2. Förderlehrkräfte, sowohl an Grund- als auch an weiterführenden Schulen, gestalten noch zu
selten spezifisch zielführende Förderung, die von integrativer und additiver Förderung bei
Lernrückständen im Allgemeinen abweichen sollte.
3. Die Förderung „Außerunterrichtliche Lernhilfen“ (AuL) setzt zu spät, nämlich oft erst mit dem
Übergang in die weiterführende Schule ein, muss nach der Jahrgangsstufe 6 auch zu früh wieder
beendet werden und stellt Eltern vor die Situation, in Hamburg eine viel zu kleine Zahl von
förderwürdigen Lerntherapieplätzen (nach AuL-Therapeutenliste) vorzufinden.

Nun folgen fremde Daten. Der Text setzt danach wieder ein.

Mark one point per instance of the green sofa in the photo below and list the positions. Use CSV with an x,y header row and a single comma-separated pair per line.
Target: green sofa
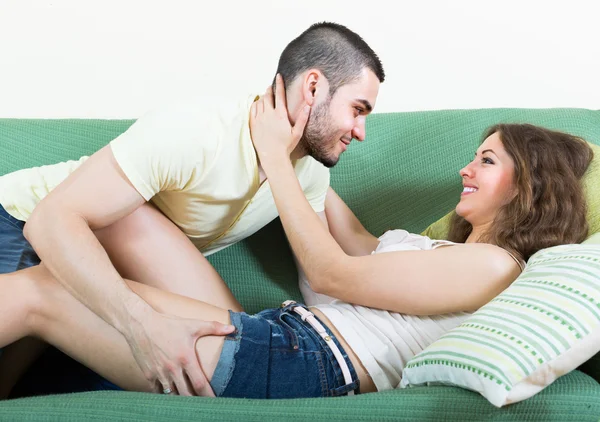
x,y
405,175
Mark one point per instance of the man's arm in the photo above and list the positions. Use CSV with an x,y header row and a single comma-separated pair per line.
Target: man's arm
x,y
60,230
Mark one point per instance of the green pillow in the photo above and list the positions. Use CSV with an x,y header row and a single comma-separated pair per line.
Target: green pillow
x,y
591,184
543,326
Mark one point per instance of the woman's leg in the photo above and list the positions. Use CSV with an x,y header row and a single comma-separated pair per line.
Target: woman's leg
x,y
147,247
43,308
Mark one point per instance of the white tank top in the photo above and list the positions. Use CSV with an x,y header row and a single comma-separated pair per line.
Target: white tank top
x,y
385,341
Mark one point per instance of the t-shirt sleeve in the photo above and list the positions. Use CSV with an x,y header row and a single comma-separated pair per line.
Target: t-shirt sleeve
x,y
316,189
163,151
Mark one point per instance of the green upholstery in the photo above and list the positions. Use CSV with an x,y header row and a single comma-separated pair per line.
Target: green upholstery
x,y
405,175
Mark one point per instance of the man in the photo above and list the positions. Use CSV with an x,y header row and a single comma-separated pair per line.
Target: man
x,y
195,162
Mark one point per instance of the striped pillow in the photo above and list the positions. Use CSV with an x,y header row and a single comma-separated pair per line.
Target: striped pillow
x,y
544,325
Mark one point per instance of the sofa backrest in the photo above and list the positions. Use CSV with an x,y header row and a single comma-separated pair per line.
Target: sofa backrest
x,y
404,175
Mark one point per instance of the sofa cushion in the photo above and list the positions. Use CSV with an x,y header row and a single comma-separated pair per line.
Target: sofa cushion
x,y
544,325
573,398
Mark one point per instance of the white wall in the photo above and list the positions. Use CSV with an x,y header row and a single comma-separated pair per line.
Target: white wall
x,y
118,58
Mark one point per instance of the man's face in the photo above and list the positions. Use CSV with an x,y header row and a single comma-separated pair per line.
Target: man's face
x,y
335,121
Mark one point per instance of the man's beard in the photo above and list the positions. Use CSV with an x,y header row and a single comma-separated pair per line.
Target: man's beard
x,y
318,135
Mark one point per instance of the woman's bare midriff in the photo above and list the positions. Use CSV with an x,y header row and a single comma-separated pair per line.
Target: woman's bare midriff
x,y
366,383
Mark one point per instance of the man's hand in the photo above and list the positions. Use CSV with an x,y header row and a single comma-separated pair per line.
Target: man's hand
x,y
273,136
164,347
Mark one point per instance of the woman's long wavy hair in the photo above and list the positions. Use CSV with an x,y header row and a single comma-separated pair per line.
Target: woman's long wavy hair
x,y
550,207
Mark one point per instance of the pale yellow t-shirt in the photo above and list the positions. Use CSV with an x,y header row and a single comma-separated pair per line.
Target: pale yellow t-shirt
x,y
196,162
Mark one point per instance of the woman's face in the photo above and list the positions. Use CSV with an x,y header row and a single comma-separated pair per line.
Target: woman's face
x,y
488,183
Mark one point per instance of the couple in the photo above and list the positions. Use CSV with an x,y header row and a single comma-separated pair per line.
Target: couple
x,y
512,190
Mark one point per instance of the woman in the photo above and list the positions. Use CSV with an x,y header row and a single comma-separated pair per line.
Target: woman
x,y
521,193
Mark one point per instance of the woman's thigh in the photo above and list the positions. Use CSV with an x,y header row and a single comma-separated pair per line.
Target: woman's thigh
x,y
147,247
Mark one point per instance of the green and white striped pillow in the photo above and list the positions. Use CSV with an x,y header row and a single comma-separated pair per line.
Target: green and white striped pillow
x,y
544,325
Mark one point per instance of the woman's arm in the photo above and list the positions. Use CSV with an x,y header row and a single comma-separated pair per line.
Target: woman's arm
x,y
458,278
448,279
346,229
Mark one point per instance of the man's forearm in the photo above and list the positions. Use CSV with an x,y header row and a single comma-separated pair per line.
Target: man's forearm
x,y
70,250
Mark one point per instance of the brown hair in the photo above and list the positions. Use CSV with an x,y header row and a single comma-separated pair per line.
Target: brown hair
x,y
550,207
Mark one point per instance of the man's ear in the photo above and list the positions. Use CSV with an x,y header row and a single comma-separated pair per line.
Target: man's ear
x,y
314,86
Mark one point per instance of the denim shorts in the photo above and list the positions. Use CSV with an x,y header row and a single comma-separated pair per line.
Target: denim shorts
x,y
276,355
16,253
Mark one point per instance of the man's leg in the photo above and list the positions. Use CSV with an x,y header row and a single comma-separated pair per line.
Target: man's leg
x,y
15,254
36,304
148,248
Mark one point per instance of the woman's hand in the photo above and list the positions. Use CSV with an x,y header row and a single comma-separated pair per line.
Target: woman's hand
x,y
273,136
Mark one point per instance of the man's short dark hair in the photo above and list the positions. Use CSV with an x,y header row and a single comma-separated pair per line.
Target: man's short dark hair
x,y
336,51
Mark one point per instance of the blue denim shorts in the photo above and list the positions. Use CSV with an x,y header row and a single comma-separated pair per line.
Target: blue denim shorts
x,y
276,355
16,253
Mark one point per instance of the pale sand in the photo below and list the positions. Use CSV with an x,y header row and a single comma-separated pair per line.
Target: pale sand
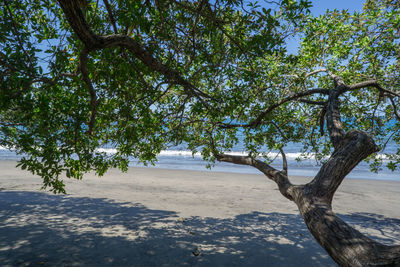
x,y
157,217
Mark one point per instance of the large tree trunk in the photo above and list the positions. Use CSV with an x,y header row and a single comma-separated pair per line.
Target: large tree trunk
x,y
346,245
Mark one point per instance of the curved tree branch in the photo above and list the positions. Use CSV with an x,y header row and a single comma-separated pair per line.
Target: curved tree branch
x,y
93,42
92,92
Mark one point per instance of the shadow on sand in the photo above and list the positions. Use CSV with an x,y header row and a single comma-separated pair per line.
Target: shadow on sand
x,y
37,229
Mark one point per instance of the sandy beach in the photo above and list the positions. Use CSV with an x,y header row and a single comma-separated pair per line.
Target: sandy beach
x,y
158,217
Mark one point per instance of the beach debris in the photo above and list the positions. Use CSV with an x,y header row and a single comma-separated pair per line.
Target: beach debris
x,y
181,219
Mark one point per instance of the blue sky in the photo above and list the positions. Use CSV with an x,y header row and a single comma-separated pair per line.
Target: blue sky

4. Neben Grund- und Stadtteilschulen sind auch die Gymnasien und die berufsbildenden Schulen
zur Inklusion verpflichtet. Die Begabungsprofile der Schülerinnen und Schüler werden aber häufig
wegen der Teilleistungsstörung nicht angemessen berücksichtigt, betroffene Kinder und
Jugendliche können so ihr Potenzial nicht voll entwickeln.
5. Die Möglichkeiten von Nachteilsausgleichen werden nicht oder nur unzureichend ausgeschöpft,
die Unsicherheit der Lehrkräfte im Umgang mit der „Handreichung Nachteilsausgleich“ ist oft groß
und Eltern haben häufig erhebliche Schwierigkeiten, einen angemessenen Nachteilsausgleich oder
Notenschutz zu begehren.
6. Die Chancen des Einsatzes digitaler Unterrichts- und Fördermittel werden nicht genügend
genutzt, auch im Hinblick auf den Einsatz in Klausur- und Prüfungsleistungen.
7. Die Ausgleichs- und Erleichterungsmöglichkeiten in Prüfungsleistungen bis hin zu den
Abiturprüfungen schöpfen den Rahmen des Möglichen nicht aus, dabei wird gerade in der
Sekundarstufe II oft die Höherwertigkeit des Anspruchs an den Gebrauch der Sprache als
Kulturgut als Begründung genannt.


Wir fordern die BSB Hamburg daher auf,
1. die Diagnoseschritte zu systematisieren, frühzeitig bereits in den ersten Jahrgangsstufen zu
installieren und zu schärfen, auch unter Einbeziehung bewährter und zeitgemäßer Verfahren
(bspw. DORA des Oldenburger Zentrums für Legasthenie-Therapie und Schriftkompetenz).
2. spezifisch geeignete Förderelemente in der additiven Förderung an Schulen zu nutzen (bspw.
LARS des vorgenannten Instituts).
3. die AuL-Förderung zu einem möglichst frühen Zeitpunkt und bis zum Abschluss der
Jahrgangsstufe 10 zu gewähren. Gleichzeitig muss die Zahl der förderwürdigen AuLLerntherapeuten erhöht und Anreize geschaffen werden, um diesen spezialisierten Therapeuten
bspw. nachmittags in den Schulräumen Angebote für Einzel- oder Kleingruppentherapiestunden zu
ermöglichen.
4. die Aufklärung der Eltern und den Zugang zu den Möglichkeiten von Nachteilsausgleichen zu
erleichtern und sinnvolle Elemente im Rahmen des KMK-Beschlusses zu schaffen, die der Art und
Umfang der Beeinträchtigung gerecht werden.
5. den Einsatz digitaler Unterrichtsmittel, sowohl auf der Ebene der digitalen Endgeräte als auch im
Rahmen von spezifischen Modulen des digitalen Lernmanagementsystems auszubauen und
sowohl in der integrativen als auch der additiven Förderung vermehrt zu nutzen.
6. die Bewertung von Prüfungsleistungen, bspw. der Verzicht des Punktabzugs bei vermehrten
Rechtschreibfehlern (Notenschutz) zu präzisieren.
7. den Einsatz von Hilfsmitteln, digitalen Wörterbücher u.ä., in Klausuren sowohl der laufenden
Kursleistungen als auch den Abschlussprüfungen so zu beschreiben, dass die Lehr- und
Prüfungskräfte solche Mittel zweifelsfrei zulassen können.